Situé dans le 2ᵉ arrondissement, le nouveau dépôt de transit a été réalisé pour un coût de 356 183 638 FCFA, financé sur le budget national à travers l’Agence nationale d’investissement des collectivités territoriales (ANICT). Cette infrastructure doit améliorer l’organisation de la collecte, du regroupement et du transfert des déchets dans une zone de la capitale où les besoins en assainissement restent importants.
En complément, la Mairie du District de Bamako a remis neuf véhicules à la Direction des services urbains de voirie et d’assainissement.
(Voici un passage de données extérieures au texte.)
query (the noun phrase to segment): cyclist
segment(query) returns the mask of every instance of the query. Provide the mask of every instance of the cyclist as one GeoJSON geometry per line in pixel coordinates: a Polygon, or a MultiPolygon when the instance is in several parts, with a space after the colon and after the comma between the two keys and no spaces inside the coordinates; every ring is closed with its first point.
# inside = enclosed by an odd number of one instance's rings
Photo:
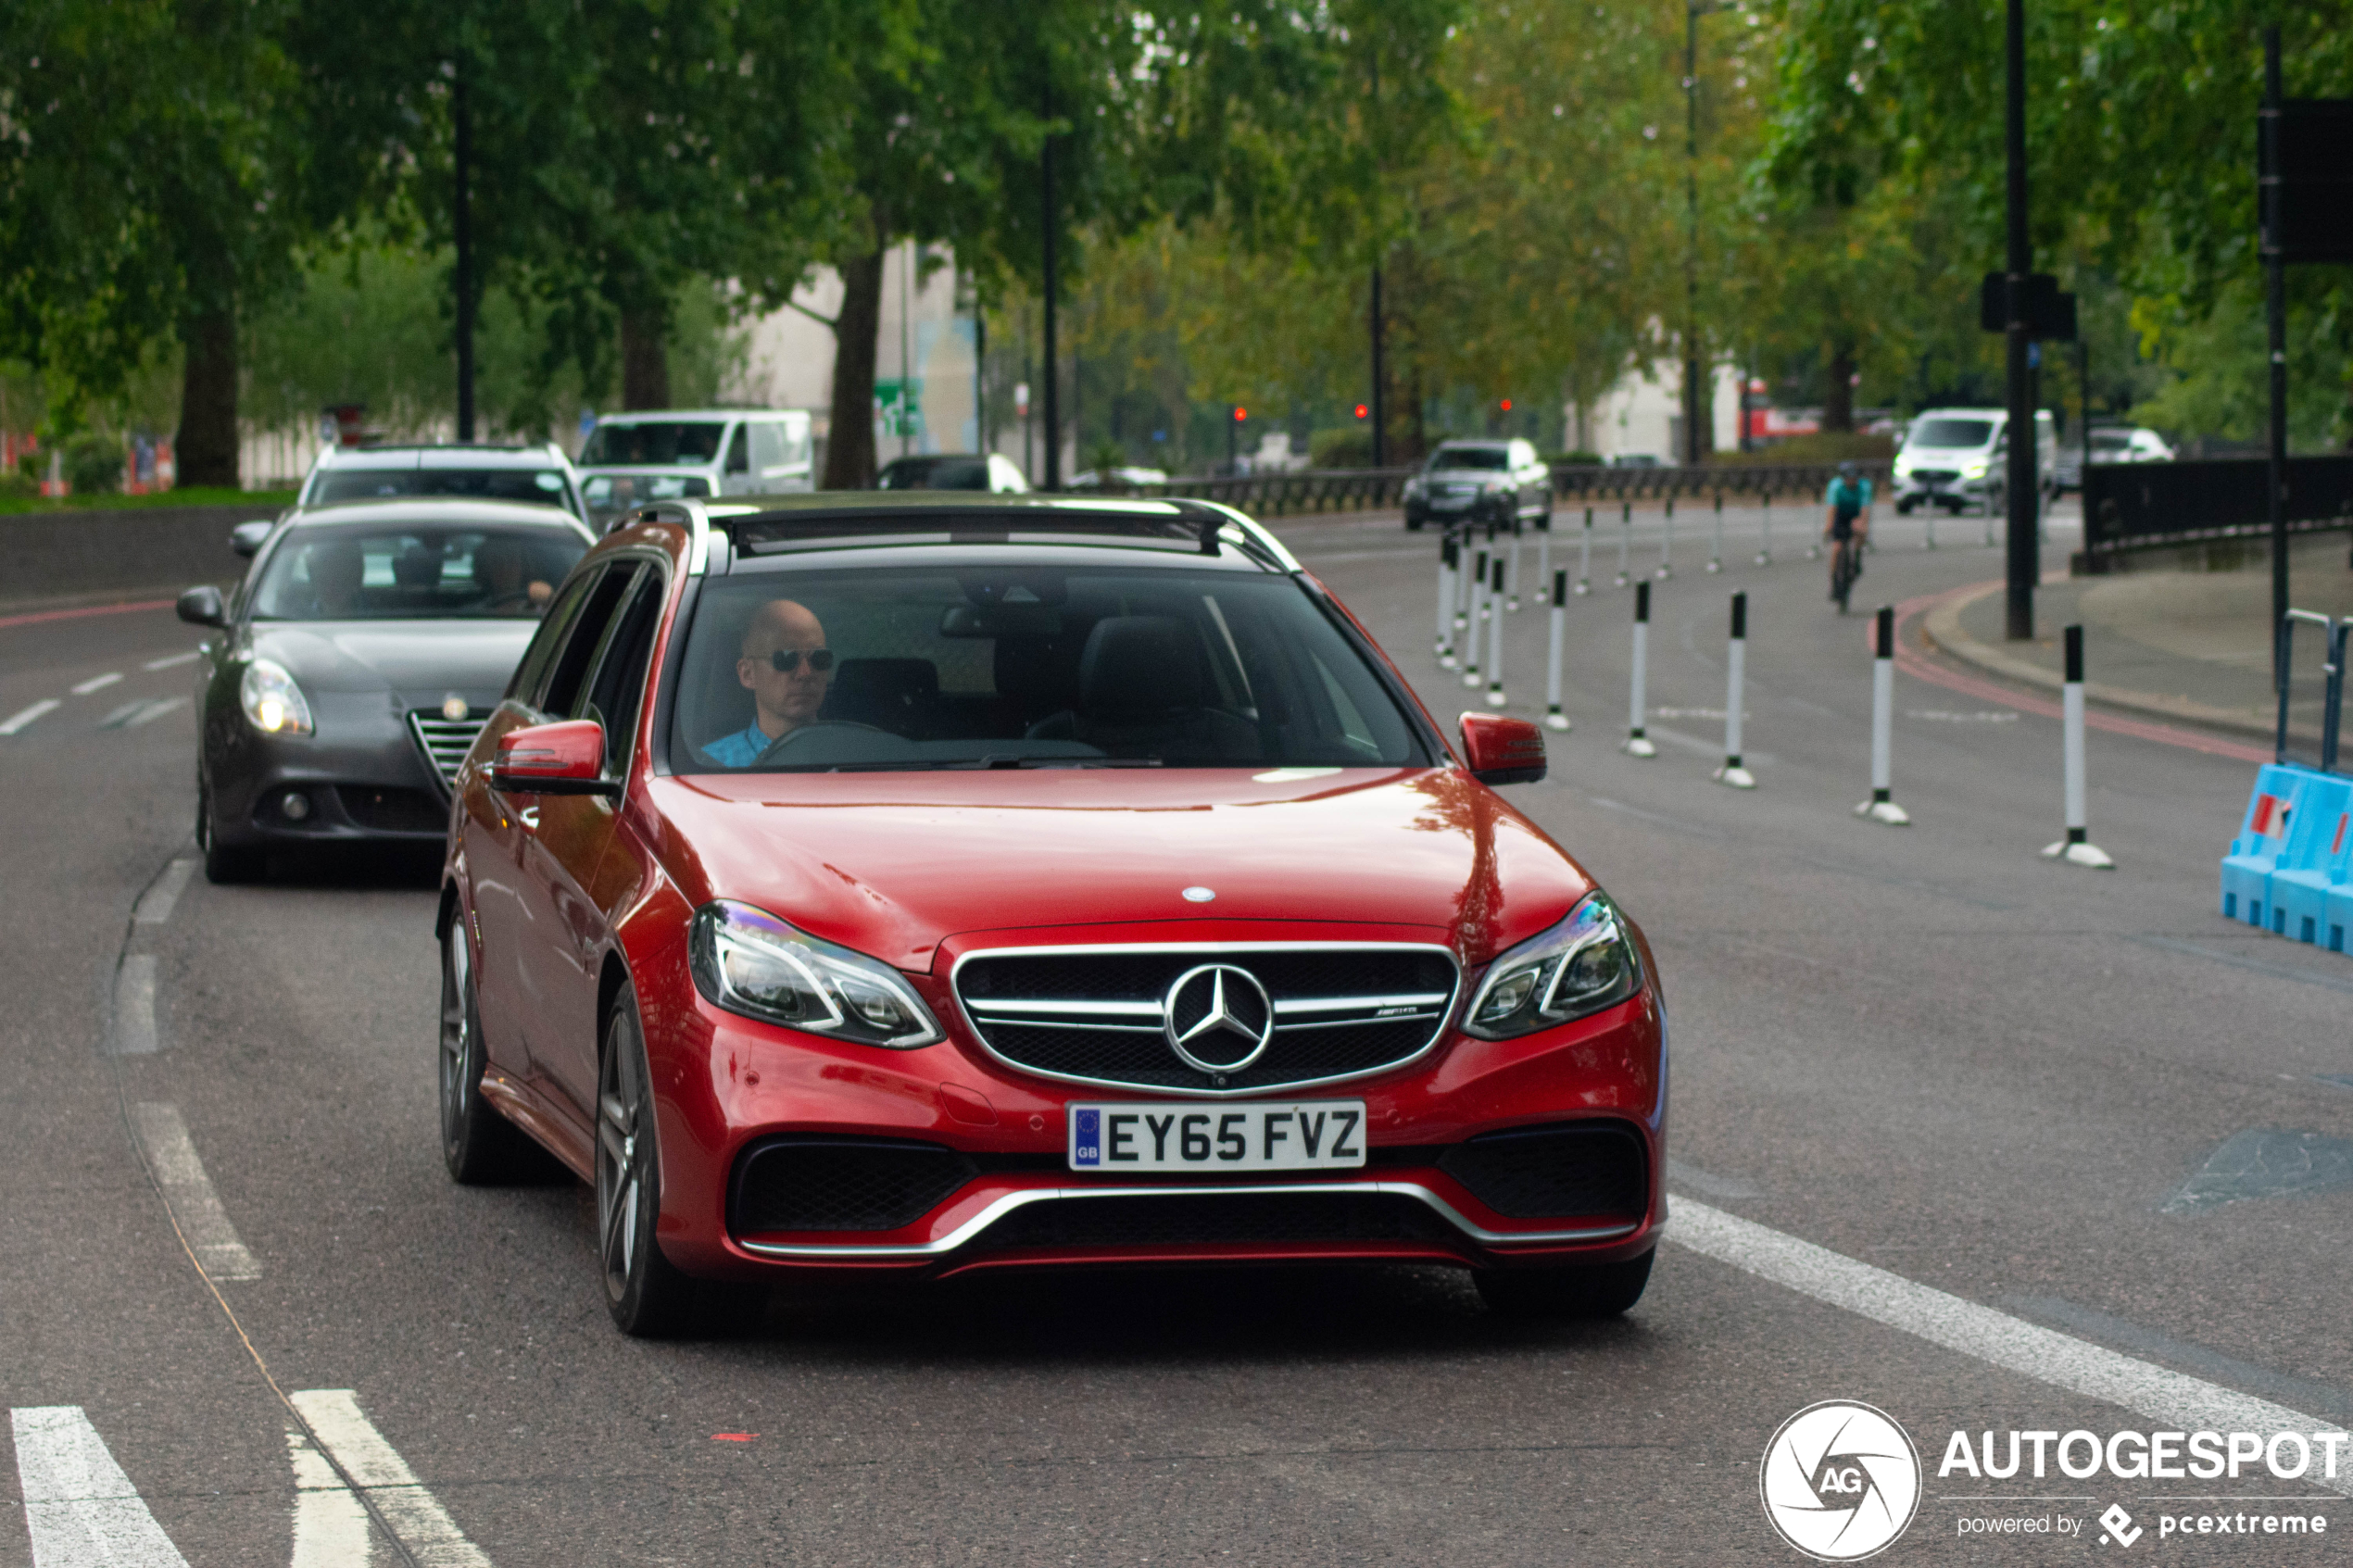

Acquis sur fonds propres pour 508 millions de FCFA, ces engins renforceront les opérations de balayage, de désensablement, de collecte et d’évacuation des déchets solides.
Le parc comprend cinq camions-bennes basculantes de 7 m³, trois camions Ampli Roll destinés à des caissons de 20 m³ et un camion Ampli Roll équipé d’un caisson de 10 m³. Les véhicules ont été fournis par l’entreprise malienne TOGUNA Motors.
Cet investissement intervient dans un contexte de forte pression sur les services urbains de la capitale. Selon les estimations du Projet de résilience urbaine de Bamako, le District produit environ 2 000 tonnes de déchets solides par jour. Ces mêmes données font état de nombreux dépôts sauvages et d’un déficit d’équipements pour assurer une collecte et un transfert réguliers des déchets.
Le renforcement des moyens de la voirie s’inscrit également dans la stratégie de prévention des inondations. Pour 2026, les autorités prévoient le curage de 241 kilomètres de caniveaux et de 85 kilomètres de collecteurs à Bamako. Le Centre de coordination et de gestion des crises est, par ailleurs, placé en mode crise du 1er juin au 30 novembre afin d’améliorer la préparation et la réponse aux urgences liées à l’hivernage.
Chaque année, les fortes pluies provoquent d’importants dégâts dans la capitale. L’urbanisation rapide, l’occupation de zones inondables, l’obstruction des caniveaux et l’accumulation des déchets entravent l’écoulement des eaux et aggravent les risques d’inondation. Dans ce contexte, la gestion des déchets solides constitue un levier essentiel de prévention, aux côtés du curage des ouvrages de drainage et de la libération des servitudes.
Les nouvelles infrastructures et les équipements doivent permettre d’accroître les capacités opérationnelles des services municipaux. Leur efficacité dépendra toutefois de la régularité de la collecte, de l’entretien des matériels, du bon fonctionnement des dépôts de transit et d’une meilleure coordination entre les collectivités, les services techniques et les populations.
Alors que l’hivernage est déjà bien installé, Bamako mise sur le renforcement de l’assainissement et des équipements de voirie pour limiter les risques d’inondation. Le principal défi sera désormais de transformer ces nouveaux moyens en un service public continu et performant, capable de réduire durablement les dépôts sauvages, de maintenir les ouvrages de drainage fonctionnels et d’améliorer le cadre de vie des habitants.